I have a cold. Or a sinus infection. Or maybe it’s allergies. I have symptoms pointing to all three possibilities and I’m bamboozled by my body’s ability to feel so ambiguously yucky. The weather is warming up, the skies are mostly clear, and I’m in bed with a box of tissues and a queue or Real Housewives reruns.

While the weather works out its springtime kinks, I’ll be working out the kinks in my sinuses. After all the vitamins, supplements, tea, and vegetables, I find myself aching for something more comforting and warm (read: pasta). On this eve of our upcoming Cheese Caves Week, a bowl of hot pasta sounds like the perfect thing to soothe my soul while I spend hours on WedMD self diagnosing.

This sick gal wants carbonara but is missing ingredients and has no energy to get to a grocery store. Said sick gal has loads of cheese in the fridge (after all, who do you think I am?) and a head full of either stubborn American ingenuity or enough muck to cloud my classic culinary judgments. A lovely chunk of Grotte Tartufo sat atop my pile of cheeses, begging to be grated atop my ‘kinda sorta’ carbonara. Grotte Tartufo doesn’t melt the way alpine style cheeses do and will rather wilt atop hot pasta rather than coat it. I began imagining a pure white iteration of carbonara and didn’t look back from there. This is how Grotte Tartufo met a partial Pasta Carbonara and how the working title was born. Friends, meet Tartufonara. Partially carbonara, but mostly carbonara technique applied to loads of cheese and pasta.
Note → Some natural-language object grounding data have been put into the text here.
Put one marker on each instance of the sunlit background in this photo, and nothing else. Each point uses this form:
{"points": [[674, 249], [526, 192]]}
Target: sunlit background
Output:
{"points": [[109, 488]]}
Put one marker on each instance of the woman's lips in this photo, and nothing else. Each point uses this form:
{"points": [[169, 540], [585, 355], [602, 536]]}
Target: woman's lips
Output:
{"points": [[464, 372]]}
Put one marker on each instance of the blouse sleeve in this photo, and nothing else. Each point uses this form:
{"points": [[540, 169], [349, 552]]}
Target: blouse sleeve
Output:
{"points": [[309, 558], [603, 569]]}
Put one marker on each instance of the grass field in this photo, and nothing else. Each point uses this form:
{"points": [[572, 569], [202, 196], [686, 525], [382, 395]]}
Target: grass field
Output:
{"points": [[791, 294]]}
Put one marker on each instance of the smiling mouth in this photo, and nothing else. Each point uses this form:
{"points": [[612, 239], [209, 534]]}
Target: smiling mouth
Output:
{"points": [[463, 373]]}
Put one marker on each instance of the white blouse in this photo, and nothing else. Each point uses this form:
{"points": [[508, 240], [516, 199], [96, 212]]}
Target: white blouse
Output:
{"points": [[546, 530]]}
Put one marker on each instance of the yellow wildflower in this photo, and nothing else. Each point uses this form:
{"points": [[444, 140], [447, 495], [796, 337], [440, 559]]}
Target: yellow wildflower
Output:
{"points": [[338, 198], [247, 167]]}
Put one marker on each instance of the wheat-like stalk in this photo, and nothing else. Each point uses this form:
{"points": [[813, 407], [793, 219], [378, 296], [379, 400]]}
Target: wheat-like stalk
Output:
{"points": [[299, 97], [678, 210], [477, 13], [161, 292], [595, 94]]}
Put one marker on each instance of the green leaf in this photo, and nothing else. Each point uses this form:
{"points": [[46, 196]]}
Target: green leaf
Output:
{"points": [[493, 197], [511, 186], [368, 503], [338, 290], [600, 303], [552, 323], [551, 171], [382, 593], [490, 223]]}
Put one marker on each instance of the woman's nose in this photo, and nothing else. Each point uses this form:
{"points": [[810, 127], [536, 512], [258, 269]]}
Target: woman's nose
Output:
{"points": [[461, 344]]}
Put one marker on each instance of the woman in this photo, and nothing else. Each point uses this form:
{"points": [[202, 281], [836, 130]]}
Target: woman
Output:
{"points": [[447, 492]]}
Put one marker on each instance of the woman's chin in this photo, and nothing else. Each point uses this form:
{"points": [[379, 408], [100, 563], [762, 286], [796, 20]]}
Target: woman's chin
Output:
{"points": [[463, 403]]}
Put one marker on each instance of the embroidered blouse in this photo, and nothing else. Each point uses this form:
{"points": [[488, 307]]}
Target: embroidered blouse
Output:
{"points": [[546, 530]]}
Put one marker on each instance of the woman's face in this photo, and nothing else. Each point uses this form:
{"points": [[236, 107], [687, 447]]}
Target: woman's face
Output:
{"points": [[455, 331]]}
Use this recipe as a blank canvas and add other cheeses, spring vegetables, or not much else for your own (insert ingredient here)-onara. I felt better after a bowl of this, and I hope you do too.

Pasta Tartufonara
Serves 6-8

  • kosher salt
  • 1 lb bronze dye cut pasta (This isn’t a classic recipe, so there are no rules! We loved it on calamarata, but a long noodle like spaghetti would make this feel more traditional)
  • 4 eggs
  • 1 cup Parmigiano Reggiano, finely grated
  • 3 ounces Grotte Tartufo, roughly grated or chopped.

Bring a large part of water to a rolling boil and season with kosher salt. Add pasta and cook just past al dente. (The pasta will finish cooking as you toss with the sauce, but since this won’t happen over heat, we want the pasta to be just moments from being finished rather than minutes)

While pasta cooks, whisk eggs and Parmigiano in a large bowl until a pale yellow paste forms. When pasta in nearly ready to be pulled from the water, take a cup of pasta water from the pot and, while whisking the egg and Parm paste, slowly drizzle the pasta water into the paste. This will temper the egg so as not to become curds and help create a silky sauce. Remove pasta directly to the bowl with egg and cheese and toss to coat and finish cooking, adding more pasta water as needed. Just before serving, toss in Grotte Tartufo and any other ingredients you’d like to include (think blanched peas, chopped greens, or crispy prosciutto). Serve immediately.